As I settle back into my daily routine, I thought I’d take a moment and share a bit more about why I’d politely decline an offer of adoption.

Connection doesn’t come easily for me. It is not natural and is something that I have to work very hard for. I was reminded of that this past week when I went home to Bailey’s for Thanksgiving. Here at school, I have one focus–to do well in school. I go to school, to work, and to my house all the while staying far away in my own little world. I don’t’ have to worry about being in a relationship or truly connecting with anyone. Throughout the years, I’ve managed to learn to still function appropriately without being present. It has taken me the two and half years living here, in an unconditionally loving place, for me to be able to enter back into my body, if not just enough to connect at some level. The problem is, I didn’t realize how exhausting that has been for me until this recent trip home. Everything came flooding back–the failed adoptions, my mistakes, how imperfect I am, how unlike kids my age I really am–and some major regression ensued. All of the feelings of jealousy towards Zhanna returned, the 2-3 year old behavior, the need to self-soothe. And then when it was time to come back, the small meltdown. I went from being the 100% functioning 22-year-old to the 2/5/8/12-year-old in a matter of days. And that’s when I realized that I am not family material.

I cannot yet function at a healthily connected level within a family unit and have outside activities as well. I cannot focus on school and focus on relationship. My brain, heart, and body are not yet at a level where they can all work together to meet the needs of more than one thing. Because I have to work so hard and exert so much energy into just connecting, it is hard for me to be in the same house as someone who desires connection for long periods of time. It’s too exhausting and then the regression starts.  This was a problem in each of my homes as my inability to connect was taken as mere rejection towards them. They, much like myself, were unable to come outside of themselves and their hurt to teach me and show me that it was safe to come back and connect. Ultimately, if I was in a family setting I don’t think I would be doing as well in school. One or the other would suffer, and I’m not sure I’d be okay with that.

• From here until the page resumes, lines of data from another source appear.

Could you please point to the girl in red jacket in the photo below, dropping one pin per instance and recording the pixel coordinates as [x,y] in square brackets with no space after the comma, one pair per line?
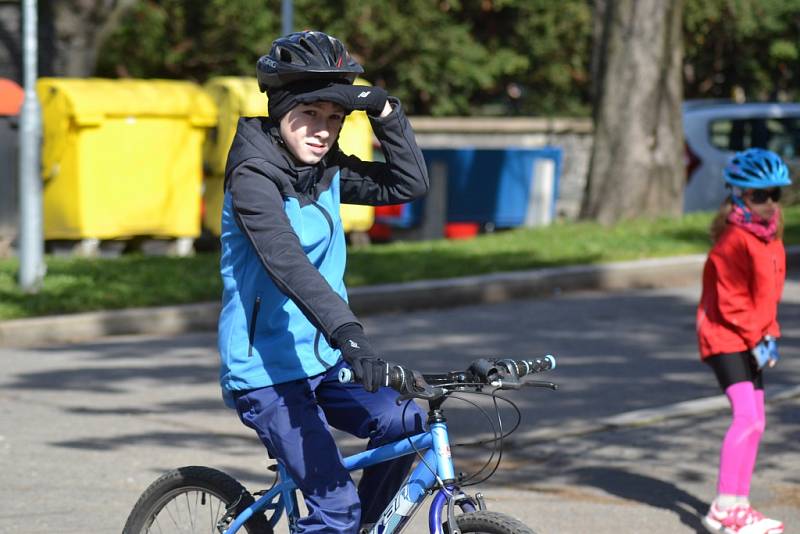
[737,327]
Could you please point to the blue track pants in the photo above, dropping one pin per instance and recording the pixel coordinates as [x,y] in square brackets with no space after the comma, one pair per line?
[293,421]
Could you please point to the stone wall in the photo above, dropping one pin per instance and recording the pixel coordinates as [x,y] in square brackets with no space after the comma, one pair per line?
[573,136]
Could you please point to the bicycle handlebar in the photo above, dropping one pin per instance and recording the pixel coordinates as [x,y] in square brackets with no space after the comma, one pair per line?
[499,373]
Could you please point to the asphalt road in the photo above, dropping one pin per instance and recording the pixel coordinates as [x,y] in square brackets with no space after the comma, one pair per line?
[85,428]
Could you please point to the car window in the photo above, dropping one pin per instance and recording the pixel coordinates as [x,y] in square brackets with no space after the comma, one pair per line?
[781,135]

Not only am I unable to connect easily, I don’t do transitions well. Any transition whether it be from having class to having a short holiday break, or from my house to Bailey’s for the weekend knocks my entire routine off cycle and throws me overboard. Each transition takes a few days to recoup…which usually means that for a few days I’m having meltdowns, panic attacks, sometimes self harm, and complete disconnect. Due to the excessive amount of abuse I’ve gone through it would seem that this is all normal, and it is, but I am not a child and therefore cannot behave as a child. I cannot have these days of meltdowns over the simplest of transition and I couldn’t put it on the shoulders of someone else to make sure that I’m able to cope. Bailey, Grace and Becca have graciously taken that task on, as their schedules allow, but I couldn’t put that full time on someone else. It is ultimately my job to learn and to adapt to the changes around me.

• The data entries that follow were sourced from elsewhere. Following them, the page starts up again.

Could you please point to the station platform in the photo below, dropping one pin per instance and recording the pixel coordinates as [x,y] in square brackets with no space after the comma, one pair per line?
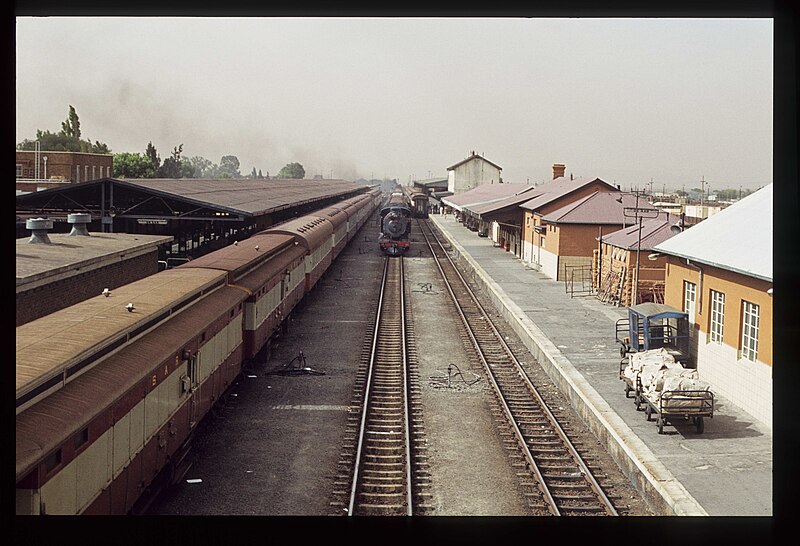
[726,470]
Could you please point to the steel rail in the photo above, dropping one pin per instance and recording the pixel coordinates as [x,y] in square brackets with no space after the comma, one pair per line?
[383,372]
[365,404]
[584,469]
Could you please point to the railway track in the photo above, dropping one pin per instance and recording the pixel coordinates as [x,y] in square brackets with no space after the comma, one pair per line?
[559,480]
[383,467]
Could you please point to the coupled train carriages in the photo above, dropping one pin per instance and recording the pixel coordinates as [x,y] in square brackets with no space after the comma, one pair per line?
[395,220]
[109,394]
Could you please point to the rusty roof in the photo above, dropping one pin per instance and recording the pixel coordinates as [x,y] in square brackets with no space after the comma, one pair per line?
[654,231]
[557,188]
[245,196]
[485,193]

The truth is, I may never function at an age/emotionally appropriate level. I may never catch up to my peers. I do worry that connection will always be a struggle for me. But even so, I know that one day I will have the most healthy relationship available on this planet…because I will have worked passed the trauma’s holding me back. That relationship may never be a mom or dad relationship and quite frankly, that’s okay because I may never be family material. Please don’t take that the wrong way either…I say family material meaning that I am not daughter material. I may never have the capabilities of loving someone as I once loved my mom or my dad. I may never regain the amount of trust it would take to allow someone to be my mom and dad. I may always have to be content with a created family of sisters and brothers, and that’s okay.

Adoption is a big deal. It gives people the opportunity to create something outside of the ordinary. It allows connection without blood. Adoption is meant to be happy, in the saddest of ways, and I have walked into too many believing that it was a happily ever after and forever. Adoption is meant to be forever. Walking in, the child wants a family and the parents want a child. There is an expectation that at some point there be a bond created in which a true mother/child relationship built on trust and love is maintained. I know that I couldn’t walk into a family and fulfill that expectation. I know that right now, I couldn’t meet a family with that familial expectation…and it wouldn’t be fair of me to hurt and mislead them into believing I’m ready for that.